Les élèves doivent pouvoir être dispensés du cours de morale ou de religion

12/03/15 à 15:17 - Mise à jour à 19:31

Source: Belga

La Cour constitutionnelle a mis à mal l'organisation des cours de morale et de religion dans l'enseignement officiel en Communauté française. Dans un arrêt rendu jeudi, elle considère que le cadre décrétal qui les régit ne respecte pas la Convention européenne des droits de l'homme.
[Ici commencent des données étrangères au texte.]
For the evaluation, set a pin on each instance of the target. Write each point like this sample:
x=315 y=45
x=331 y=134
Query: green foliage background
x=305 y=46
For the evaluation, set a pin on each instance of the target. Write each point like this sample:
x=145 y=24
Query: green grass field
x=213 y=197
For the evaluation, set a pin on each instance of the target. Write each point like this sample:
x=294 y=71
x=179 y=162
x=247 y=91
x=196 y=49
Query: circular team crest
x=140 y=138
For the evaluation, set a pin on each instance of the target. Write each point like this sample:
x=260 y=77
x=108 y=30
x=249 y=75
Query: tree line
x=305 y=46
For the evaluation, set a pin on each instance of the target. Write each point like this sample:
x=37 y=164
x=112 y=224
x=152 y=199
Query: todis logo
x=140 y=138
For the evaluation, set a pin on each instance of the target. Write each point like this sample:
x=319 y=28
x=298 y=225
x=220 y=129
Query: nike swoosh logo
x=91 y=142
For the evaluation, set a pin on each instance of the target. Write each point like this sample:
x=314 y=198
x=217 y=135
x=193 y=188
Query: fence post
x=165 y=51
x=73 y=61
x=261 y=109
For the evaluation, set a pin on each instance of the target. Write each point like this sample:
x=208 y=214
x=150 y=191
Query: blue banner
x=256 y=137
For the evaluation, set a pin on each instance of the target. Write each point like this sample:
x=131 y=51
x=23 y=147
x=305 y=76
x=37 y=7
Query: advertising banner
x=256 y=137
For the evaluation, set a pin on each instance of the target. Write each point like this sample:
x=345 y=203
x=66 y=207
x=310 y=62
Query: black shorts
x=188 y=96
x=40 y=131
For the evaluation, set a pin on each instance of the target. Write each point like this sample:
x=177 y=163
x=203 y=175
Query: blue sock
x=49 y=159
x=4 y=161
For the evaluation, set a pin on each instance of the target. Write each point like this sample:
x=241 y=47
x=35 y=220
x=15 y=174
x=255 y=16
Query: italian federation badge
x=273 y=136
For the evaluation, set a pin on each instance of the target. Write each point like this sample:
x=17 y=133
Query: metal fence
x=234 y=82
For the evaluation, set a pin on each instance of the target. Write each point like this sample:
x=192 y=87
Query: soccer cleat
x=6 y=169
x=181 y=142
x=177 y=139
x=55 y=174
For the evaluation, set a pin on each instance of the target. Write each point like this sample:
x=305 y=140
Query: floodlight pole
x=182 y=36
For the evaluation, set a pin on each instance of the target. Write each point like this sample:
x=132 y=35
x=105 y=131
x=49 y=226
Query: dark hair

Les élèves doivent pouvoir être dispensés du cours de morale ou de religion

© Belga

Deux parents ont attaqué devant le Conseil d'Etat le refus que leur opposait la Ville de Bruxelles de dispenser leur fille de suivre un cours de religion ou de morale non confessionnelle. Ils ne souhaitaient plus que leurs choix en matière d'orientation philosophique, du ressort de leur vie privée, soient connus de tous par le biais de l'inscription à un cours et au suivi de celui-ci. Le Conseil d'Etat a adressé le 6 mars 2014 une question préjudicielle à la Cour constitutionnelle pour trancher la question. L'arrêt rendu jeudi donne raison aux parents. Depuis le Pacte scolaire, le cours de morale a évolué et ne peut plus être considéré comme résiduaire ou destiné aux enfants dont les parents ne veulent pas qu'ils suivent l'une ou l'aure influence philosophique.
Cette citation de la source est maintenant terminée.